Singles’ Day: A record take, but growth rate slows for Alibaba
$30.7bn – a new record one-day take for e-commerce giant Alibaba and its Singles’ Day event on Sunday.
But while the world’s biggest online sales event is still recording double-digit gains for the 24-hour shopping frenzy, this year’s annual growth rate actually dropped to its slowest-ever, from 39% to 27%. That was at the low end of analysts’ estimates, and the smallest rate in the event’s 10-year history.
Is 27% really bad news? No, it’s still huge by anyone’s measure and the bigger any event or company gets, the harder it is to repeat the rocket-fuelled growth rates of earlier times.
Just how big the event is was reflected in the pre-launch televised stage show in Shanghai. This year, it featured US singer Mariah Carey, Australian model Miranda Kerr, a Japanese Beyoncé impersonator and a Cirque du Soleil performance.
Singles’ Day, also called ‘Double 11’, outstrips the sales of US shopping holidays Black Friday and Cyber Monday combined. The CNY213.5bn total surpassed last year’s full-day sales record of CNY168bn in under 16 hours. During this year’s event Albibaba said it worked with 180,000 brands in over 200 countries, and shortly before midnight on Sunday it had sent out over 1bn packages.
Alibaba recorded roughly $10bn in sales in the first hour after midnight as shoppers snapped up hot items including iPhones, furniture and milk powder, starting pre-dawn. Beauty products from Japan’s Kao and Dyson hairdryers booked CNY10m each in sales in the first hour of trading on Sunday, according to Alibaba.
Sales of those international brands echoed research by global consultancy Oliver Wyman, which revealed that around 57% of surveyed consumers intended to buy overseas goods.
While small appliances and beauty were strong on Sunday, sales in big-ticket items including large appliances slowed, tracking a downturn in the housing market, Alibaba vice-chairman Joe Tsai said. “If people aren’t buying new homes, they aren’t buying appliances,” he admitted.
News of the event’s growth slowdown comes as Alibaba is grappling with a slimmer sales outlook amid rising trade tensions the US that have taken a bite out of China’s economy.

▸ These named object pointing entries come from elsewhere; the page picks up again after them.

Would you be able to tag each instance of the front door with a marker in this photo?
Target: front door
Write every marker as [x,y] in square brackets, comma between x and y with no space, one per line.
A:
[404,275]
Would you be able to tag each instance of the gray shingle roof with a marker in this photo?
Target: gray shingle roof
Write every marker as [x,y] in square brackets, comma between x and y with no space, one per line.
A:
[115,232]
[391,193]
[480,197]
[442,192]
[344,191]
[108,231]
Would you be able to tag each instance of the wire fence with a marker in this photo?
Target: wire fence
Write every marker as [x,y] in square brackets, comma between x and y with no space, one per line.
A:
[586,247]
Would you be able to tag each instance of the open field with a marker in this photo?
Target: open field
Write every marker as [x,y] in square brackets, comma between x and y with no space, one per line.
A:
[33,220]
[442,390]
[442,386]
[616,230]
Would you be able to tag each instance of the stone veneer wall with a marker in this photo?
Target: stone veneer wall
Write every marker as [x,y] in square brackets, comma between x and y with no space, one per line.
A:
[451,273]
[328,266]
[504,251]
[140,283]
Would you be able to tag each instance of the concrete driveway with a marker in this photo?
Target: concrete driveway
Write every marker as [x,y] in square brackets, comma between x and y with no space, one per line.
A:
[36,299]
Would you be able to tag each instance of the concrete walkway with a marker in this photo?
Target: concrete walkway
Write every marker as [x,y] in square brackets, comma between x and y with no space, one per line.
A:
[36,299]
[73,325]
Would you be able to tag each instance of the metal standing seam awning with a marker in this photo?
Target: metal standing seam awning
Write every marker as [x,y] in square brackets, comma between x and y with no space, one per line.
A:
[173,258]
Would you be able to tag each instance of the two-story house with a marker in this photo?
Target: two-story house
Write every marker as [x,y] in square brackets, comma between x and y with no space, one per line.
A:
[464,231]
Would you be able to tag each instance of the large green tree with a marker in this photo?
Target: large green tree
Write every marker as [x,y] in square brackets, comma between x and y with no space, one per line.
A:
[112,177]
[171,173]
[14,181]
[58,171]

Earlier this month it revised down its full-year sales outlook by 4%-6%. To compensate, the company will take in less commission from its platforms in the near term in order to retain brands and attract new buyers, it said.
Online sales growth is also slowing across the board in the country’s eastern mega-cities, including Shanghai and Beijing, and Alibaba said roughly 75% of new users last quarter were in “less developed” areas.
Despite the milder growth, executives were upbeat on Sunday at a press event in Shanghai, attended by roughly 800 journalists who watched a live-streamed ticker of the sales.
“Today we reached CNY200bn. But we have to change. We have to continue to change to reach 300bn or 500bn,” said chief executive Daniel Zhang, who is credited with being the architect of the original Singles’ Day sale.
The event has boomed along with China’s rising middle class, and the day has now become a test for an economy grappling with falling property prices, volatile stock markets and a growing trade war.
Executive vice-chairman Joe Tsai also acknowledged that while a trade war might negatively affect China’s economy in the short term, a wave of increasingly affluent consumers is likely to lift both the country and the company.
“There are 300m [in China’s] middle class. In the next 10, 15 years, that number will double to 600m,” Tsai said. “That number is not going to stop, trade war or no trade war.”
But analysts said the sales continued to be cannibalised by competing events, including the “618” festival spearheaded by Alibaba competitor JD.com Inc in June.
JD.com, which also has a longer Singles’ Day sales event culminating on November 11, said sales in the period had hit CNY159.8bn ($23bn) this year, up about 26% from last year.